STARSHIP TROOPERS
Au XXIVe siècle, une fédération musclée fait régner sur la Terre l’ordre et la vertu, exhortant sans relâche la jeunesse à la lutte, au devoir, à l’abnégation et au sacrifice de soi. Mais aux confins de la galaxie, une armée d’arachnides se dresse contre l’espèce humaine et ces insectes géants rasent en quelques secondes la ville de Buenos-Aires. Cinq jeunes gens, cinq volontaires à peine sortis du lycée, pleins d’ardeurs et de courage, partent en mission dans l’espace pour combattre les envahisseurs. Ils sont loin de se douter de ce qui les attend.
Do you want to know more ?
Un credo qui illustre Starship Troopers. Aller toujours plus loin, dans l’abêtissement comme dans la satire. À travers la guerre interstellaire entre la Fédération humaine du XXVe siècle et les Insectes extraterrestres, Paul Verhoeven ne se contente pas de tourner le genre en dérision ; c’est, au sortir de la Guerre froide, une acerbe parabole de l’Amérique militariste que dresse le cinéaste néerlandais.
L’humour de Starship Troopers est à double tranchant, à l’image des clips de propagande de la Fédération. Ces derniers cherchent à faire rire les téléspectateurs – comme en insérant un enfant dans une formation militaire, répétant le slogan « I’m doing my part ». Mais le caractère excessif de ces clips porte le spectateur à s’en moquer, car il n’y voit qu’une grossière caricature. On rit de ceux qui rient.
Mais ce rire-là est jaune. Car aussi exubérantes soient-elles, ces fictions en évoquent d’autres, réelles cette fois : l’art de la propagande militaire américaine. Certains de ces clips reprennent directement certains codes de la télévision US, à l’instar de la très bouffonne émission de talk-show qui oppose une intellectuelle expliquant la potentielle intelligence des Insectes à un animateur vedette, bouffon des temps futurs qui s’évertue à tourner son discours en dérision. Un manichéisme franchement agressif, qui rappelle l’image des Soviétiques sur les plateaux télés américains lors de la Guerre froide, ou, dès la sortie du film en 1997, celle des « terroristes » de tout poil.

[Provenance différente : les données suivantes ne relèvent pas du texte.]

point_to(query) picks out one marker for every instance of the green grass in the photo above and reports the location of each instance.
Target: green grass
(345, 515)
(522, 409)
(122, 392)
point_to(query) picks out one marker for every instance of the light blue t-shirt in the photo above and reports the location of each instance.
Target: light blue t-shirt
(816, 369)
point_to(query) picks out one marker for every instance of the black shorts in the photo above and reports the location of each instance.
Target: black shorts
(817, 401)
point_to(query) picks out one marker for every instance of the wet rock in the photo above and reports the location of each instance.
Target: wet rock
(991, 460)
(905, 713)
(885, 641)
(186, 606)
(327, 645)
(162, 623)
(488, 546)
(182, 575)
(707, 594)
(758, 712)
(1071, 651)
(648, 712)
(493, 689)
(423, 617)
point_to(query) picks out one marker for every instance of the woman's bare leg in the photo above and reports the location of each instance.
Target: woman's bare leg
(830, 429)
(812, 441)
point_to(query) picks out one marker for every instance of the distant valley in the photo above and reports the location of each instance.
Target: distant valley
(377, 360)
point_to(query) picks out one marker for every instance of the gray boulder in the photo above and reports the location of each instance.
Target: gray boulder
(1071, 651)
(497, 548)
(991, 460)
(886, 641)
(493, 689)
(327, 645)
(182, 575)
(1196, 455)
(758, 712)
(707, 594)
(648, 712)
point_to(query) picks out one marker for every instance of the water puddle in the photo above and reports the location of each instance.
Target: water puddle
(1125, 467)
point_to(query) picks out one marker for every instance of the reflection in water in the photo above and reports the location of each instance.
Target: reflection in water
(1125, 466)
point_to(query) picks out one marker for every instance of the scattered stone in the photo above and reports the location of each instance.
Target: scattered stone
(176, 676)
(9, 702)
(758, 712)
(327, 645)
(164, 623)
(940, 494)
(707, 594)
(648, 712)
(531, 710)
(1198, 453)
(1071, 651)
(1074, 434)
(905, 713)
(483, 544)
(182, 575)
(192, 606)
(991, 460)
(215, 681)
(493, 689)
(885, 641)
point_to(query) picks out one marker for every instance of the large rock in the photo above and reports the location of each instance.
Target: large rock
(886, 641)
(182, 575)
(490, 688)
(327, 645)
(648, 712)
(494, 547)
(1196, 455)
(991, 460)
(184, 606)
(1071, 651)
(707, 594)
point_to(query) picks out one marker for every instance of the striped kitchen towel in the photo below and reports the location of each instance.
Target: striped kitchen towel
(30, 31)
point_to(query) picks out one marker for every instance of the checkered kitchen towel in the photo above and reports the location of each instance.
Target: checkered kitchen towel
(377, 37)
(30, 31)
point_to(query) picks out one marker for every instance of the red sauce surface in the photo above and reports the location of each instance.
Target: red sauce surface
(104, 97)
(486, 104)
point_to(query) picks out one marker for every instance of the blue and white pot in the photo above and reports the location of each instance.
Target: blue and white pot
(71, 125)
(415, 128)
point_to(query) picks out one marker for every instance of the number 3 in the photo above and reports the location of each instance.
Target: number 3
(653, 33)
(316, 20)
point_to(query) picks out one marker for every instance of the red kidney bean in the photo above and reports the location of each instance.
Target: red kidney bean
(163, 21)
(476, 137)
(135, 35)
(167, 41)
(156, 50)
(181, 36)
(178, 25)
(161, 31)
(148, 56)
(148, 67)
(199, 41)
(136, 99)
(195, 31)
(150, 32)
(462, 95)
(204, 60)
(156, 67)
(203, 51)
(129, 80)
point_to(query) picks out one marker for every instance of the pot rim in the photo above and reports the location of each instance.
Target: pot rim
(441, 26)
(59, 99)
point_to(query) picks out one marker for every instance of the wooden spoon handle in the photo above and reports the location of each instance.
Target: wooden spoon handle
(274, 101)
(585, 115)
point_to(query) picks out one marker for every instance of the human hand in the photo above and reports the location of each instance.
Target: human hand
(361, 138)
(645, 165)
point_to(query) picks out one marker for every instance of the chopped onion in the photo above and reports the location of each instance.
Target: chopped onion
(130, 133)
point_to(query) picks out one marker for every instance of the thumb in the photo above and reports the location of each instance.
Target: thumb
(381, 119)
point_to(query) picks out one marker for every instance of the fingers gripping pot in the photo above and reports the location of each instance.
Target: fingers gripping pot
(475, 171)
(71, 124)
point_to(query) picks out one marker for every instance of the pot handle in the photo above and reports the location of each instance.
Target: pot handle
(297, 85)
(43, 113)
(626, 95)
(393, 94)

Or ces fictions et autres productions télévisuelles n’ont rien d’inoffensif. Ouvrir Starship Troopers sur une séquence de propagande donne le ton du film : il s’agit de voir, à travers l’histoire de Rico et ses ami.e.s engagé.e.s dans l’armée, comment les productions audiovisuelles conditionnent les mentalités. En découle un humour ambivalent. À prendre au « 1,5e degré ».
D’un côté, on trouve risibles ces corps de pantins déchiquetés, torturés, démantibulés par les Insectes, à tel point qu’ils en deviennent grotesques et qu’ils perdent toute valeur intrinsèque, à l’image des pertes effarantes que subit la Fédération : 100 000 morts en une heure lors de l’assaut sur la planète-mère des Insectes, 12 000 000 lors du bombardement de Buenos Aires. Mais de l’autre, cette déshumanisation des corps invite à prendre en pitié des personnages qui se jettent aveuglément dans la bataille. Et pour quoi ? Obtenir le droit de vote ; d’avoir un enfant ; de faire des études. Des « droits » que nous considérons comme acquis, presque naturels, ne s’acquièrent que par l’engagement militaire.
Ce blockbuster hautement subversif fait de Paul Verhoeven un cinéaste étranger que les studios américains mettent rapidement à l’écart. Après ce film, qui essuie un déluge de critiques comme avant lui Total Recall, Basic Instinct et surtout Showgirls, le Néerlandais ne tournera plus qu’un film mineur, Hollow Man, avant de revenir en Europe. Preuve en est que s’il est possible de réaliser des grosses productions incendiaires à Hollywood, il est autrement plus ardu d’y faire carrière sur le long terme.